Thank you very much for introducing yourself Jeanette, that is very kind of you. I am very sorry to learn of the loss of your husband and the additional challenges that lockdown has created.
I lost my husband ( who was 62 ) 6 weeks ago today on 13 September 2020, after 19 years together and it has been a very distressing time because of COVID barriers and restrictions, making everything more difficult to access because people are working from home / organisations are not being staffed in the same way.

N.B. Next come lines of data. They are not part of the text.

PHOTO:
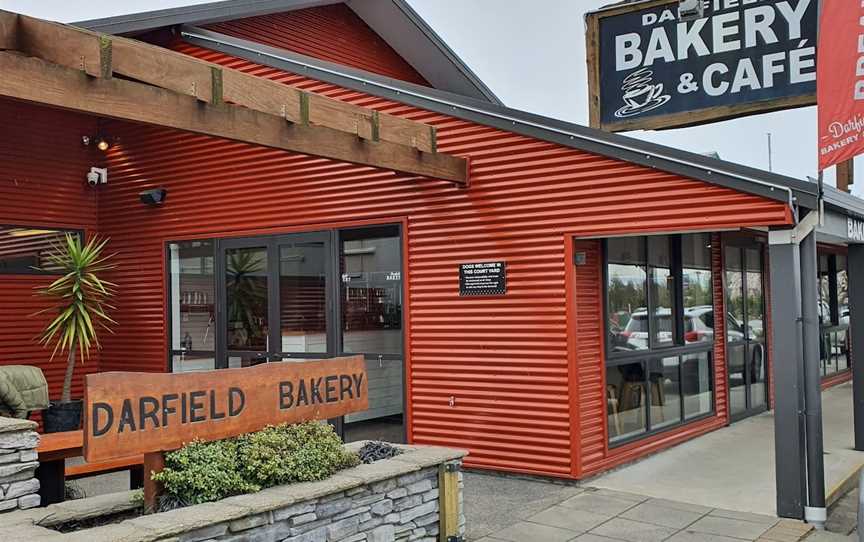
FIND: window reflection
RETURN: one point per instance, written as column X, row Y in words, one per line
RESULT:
column 697, row 288
column 625, row 399
column 662, row 288
column 246, row 292
column 628, row 301
column 665, row 385
column 192, row 291
column 303, row 296
column 371, row 291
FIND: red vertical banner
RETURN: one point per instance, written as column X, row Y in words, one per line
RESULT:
column 840, row 81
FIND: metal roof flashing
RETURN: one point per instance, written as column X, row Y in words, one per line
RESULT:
column 394, row 20
column 688, row 164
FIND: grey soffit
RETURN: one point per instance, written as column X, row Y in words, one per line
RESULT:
column 210, row 12
column 688, row 164
column 394, row 20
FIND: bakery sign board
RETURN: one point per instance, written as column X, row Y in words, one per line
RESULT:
column 128, row 414
column 648, row 69
column 855, row 229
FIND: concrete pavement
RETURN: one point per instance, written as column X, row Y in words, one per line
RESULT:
column 602, row 515
column 733, row 468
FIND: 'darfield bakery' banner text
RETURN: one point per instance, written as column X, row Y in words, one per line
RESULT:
column 841, row 82
column 741, row 52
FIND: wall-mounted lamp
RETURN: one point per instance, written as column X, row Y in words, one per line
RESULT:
column 102, row 142
column 153, row 197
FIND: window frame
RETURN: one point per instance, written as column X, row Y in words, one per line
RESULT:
column 679, row 348
column 4, row 272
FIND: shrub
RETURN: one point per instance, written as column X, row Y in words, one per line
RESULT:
column 209, row 471
column 204, row 471
column 293, row 453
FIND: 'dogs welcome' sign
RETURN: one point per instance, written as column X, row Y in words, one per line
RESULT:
column 127, row 414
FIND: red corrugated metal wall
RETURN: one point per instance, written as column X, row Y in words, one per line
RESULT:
column 333, row 33
column 42, row 168
column 502, row 360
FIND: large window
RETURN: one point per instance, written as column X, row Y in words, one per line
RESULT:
column 833, row 313
column 660, row 327
column 24, row 249
column 371, row 291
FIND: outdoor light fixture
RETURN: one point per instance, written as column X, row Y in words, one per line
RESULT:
column 154, row 197
column 102, row 143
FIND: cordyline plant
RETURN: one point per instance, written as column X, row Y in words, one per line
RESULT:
column 80, row 301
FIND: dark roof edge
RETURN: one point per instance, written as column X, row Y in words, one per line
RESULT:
column 199, row 13
column 688, row 164
column 445, row 49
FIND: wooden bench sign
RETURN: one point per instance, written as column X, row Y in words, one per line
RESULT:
column 128, row 414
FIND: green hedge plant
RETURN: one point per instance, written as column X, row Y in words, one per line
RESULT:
column 208, row 471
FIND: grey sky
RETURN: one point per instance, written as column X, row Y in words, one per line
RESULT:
column 532, row 55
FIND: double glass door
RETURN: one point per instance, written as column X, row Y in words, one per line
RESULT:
column 746, row 352
column 277, row 298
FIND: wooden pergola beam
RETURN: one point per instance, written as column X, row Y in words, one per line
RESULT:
column 100, row 55
column 38, row 81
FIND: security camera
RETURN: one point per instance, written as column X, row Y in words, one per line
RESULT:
column 97, row 176
column 689, row 10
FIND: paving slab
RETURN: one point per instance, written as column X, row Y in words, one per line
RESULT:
column 633, row 531
column 761, row 519
column 651, row 512
column 569, row 518
column 588, row 537
column 729, row 527
column 733, row 468
column 493, row 502
column 690, row 536
column 591, row 501
column 524, row 530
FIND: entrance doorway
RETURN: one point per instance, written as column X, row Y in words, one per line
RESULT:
column 746, row 352
column 311, row 295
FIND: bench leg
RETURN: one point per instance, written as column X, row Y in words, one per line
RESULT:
column 136, row 477
column 52, row 481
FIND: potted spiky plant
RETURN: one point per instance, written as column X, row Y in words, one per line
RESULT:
column 80, row 302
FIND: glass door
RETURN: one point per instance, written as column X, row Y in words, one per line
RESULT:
column 246, row 283
column 746, row 352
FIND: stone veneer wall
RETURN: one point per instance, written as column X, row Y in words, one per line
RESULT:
column 19, row 488
column 394, row 500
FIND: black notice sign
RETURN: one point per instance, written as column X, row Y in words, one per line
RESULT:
column 488, row 278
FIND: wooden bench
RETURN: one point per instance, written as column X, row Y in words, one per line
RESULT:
column 55, row 448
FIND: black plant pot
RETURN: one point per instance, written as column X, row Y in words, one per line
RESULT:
column 61, row 417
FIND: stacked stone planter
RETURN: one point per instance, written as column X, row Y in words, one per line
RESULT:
column 387, row 501
column 19, row 489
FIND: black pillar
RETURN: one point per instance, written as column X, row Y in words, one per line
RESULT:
column 815, row 512
column 855, row 276
column 789, row 442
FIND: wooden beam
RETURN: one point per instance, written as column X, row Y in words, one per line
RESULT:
column 61, row 44
column 448, row 501
column 8, row 30
column 99, row 55
column 38, row 81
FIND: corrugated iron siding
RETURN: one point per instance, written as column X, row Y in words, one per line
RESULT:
column 42, row 168
column 333, row 33
column 502, row 360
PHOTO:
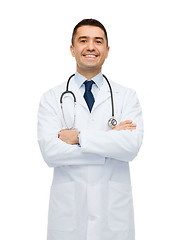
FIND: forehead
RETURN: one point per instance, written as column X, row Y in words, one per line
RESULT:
column 90, row 31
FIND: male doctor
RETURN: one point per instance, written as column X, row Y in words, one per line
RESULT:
column 91, row 197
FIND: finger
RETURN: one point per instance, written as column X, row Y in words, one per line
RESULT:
column 125, row 122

I was very lucky in that I was able to support my husband’s wish to be at home, rather than hospital and we were together (albeit not in the same room) when he died . . . I thank my lucky stars that we were able to have that time together and get the closure ( if that is the right word ) that is denied to so many. In the words of his favourite film, he was ‘quite ready’ and by the time the second funeral came around, I was quite ready ( or at least as ready as I would ever be ) to let him go.
Life feels very strange and as if I am in a parallel universe, as I know he has gone but I haven’t really had time to start my grief process, because of all of the issues around the funeral and also because he had been so poorly and in bed ( in a separate room ) for almost a fortnight. I suppose ( luckily again ), I had started to get used to being alone; hence why I feel in a parallel universe, as I had been used to living sort of separately but regularly went in to whichever room he was in ( he kept flitting between two bedrooms in an attempt to get comfortable ).
Like you, I am so pleased to have found a community of people going through the same things, to help and support each other as only the ( newly ) bereaved can really understand what the bereaved are going through as time, dilutes the memory.
I am looking forward to supporting others, as much as being supported, once I have navigated my way through my own T-R-E-A-C-L-E of G-R-I-E-F, as that is the best way that I know to cope.